Adds ParMETIS repartitioning to calculate the new cell graph across all the MPI nodes.
ParMETIS also has methods that refine an existing solution, not just create a new one, which can be used to reduce the amount of particle movement.
As part of this work we are reducing the number of repartitioning techniques offered (these tend to give marginally worse solutions in tests) to "costs/costs", "costs/none", "none/costs" and "costs/time", that is balanced, vertex only, edge only and edges weighted by the expected time of next updates.
Initially this work intended to remove support for METIS, but testing the actual runtimes shows that that produces the best balance, so we are keeping that and offering it as a continuing option, just enhanced by the ParMETIS options. This may prove to be a better choice at larger scales than our current simulations.
Other significant updates in this request:

initial partitioning schemes given more obvious names:
 grid, region, memory or vectorized region balances by volume, and memory by particle distribution, the others are only interesting when (Par)METIS is not available.

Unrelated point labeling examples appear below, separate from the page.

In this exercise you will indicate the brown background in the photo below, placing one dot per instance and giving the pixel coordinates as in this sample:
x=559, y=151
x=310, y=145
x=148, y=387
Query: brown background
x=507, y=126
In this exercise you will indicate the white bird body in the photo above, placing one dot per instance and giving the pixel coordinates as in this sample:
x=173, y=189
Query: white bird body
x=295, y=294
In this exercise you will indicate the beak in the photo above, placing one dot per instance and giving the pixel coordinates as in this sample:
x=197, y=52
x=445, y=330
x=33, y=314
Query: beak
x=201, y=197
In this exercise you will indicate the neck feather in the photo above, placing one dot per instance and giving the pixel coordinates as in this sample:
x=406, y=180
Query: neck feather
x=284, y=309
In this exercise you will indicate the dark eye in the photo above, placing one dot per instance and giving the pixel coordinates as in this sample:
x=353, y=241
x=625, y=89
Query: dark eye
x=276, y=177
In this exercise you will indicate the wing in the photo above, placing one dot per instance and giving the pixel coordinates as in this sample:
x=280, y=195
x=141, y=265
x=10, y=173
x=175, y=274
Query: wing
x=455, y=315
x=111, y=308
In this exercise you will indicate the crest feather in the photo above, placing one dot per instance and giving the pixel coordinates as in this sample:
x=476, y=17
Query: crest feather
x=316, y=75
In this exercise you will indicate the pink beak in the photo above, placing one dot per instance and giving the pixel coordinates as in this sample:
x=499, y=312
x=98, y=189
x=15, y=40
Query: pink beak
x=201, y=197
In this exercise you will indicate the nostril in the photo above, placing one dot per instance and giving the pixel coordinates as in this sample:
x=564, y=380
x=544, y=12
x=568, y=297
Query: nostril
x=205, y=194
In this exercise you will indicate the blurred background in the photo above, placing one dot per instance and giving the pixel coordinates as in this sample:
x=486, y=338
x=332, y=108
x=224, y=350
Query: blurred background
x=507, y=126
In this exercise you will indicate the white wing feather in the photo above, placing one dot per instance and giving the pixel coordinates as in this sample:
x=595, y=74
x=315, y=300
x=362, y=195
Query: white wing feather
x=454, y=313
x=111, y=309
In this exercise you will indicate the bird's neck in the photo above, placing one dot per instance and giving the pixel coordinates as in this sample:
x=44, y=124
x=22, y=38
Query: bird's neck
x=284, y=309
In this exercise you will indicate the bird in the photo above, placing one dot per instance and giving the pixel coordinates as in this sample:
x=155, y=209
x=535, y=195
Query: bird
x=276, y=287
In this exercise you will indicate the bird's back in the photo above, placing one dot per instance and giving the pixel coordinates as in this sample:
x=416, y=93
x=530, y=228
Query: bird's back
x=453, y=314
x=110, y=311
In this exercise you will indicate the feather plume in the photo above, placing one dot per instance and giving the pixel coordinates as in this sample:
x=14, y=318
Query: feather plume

weights are now calculated using floats and the sum is scaled into the range of
idx_t
. That should avoid integer overflow issues. 
Weights are no longer used from any MPI tasks. The position of these is strictly a free parameter of the solution.

The balance of weights between vertices and timebins is defined as an equipartition. Previously the limits were matched.

new clocks function
clocks_random_seed
to return "random" seeds based on the remainder of the current number of nanoseconds.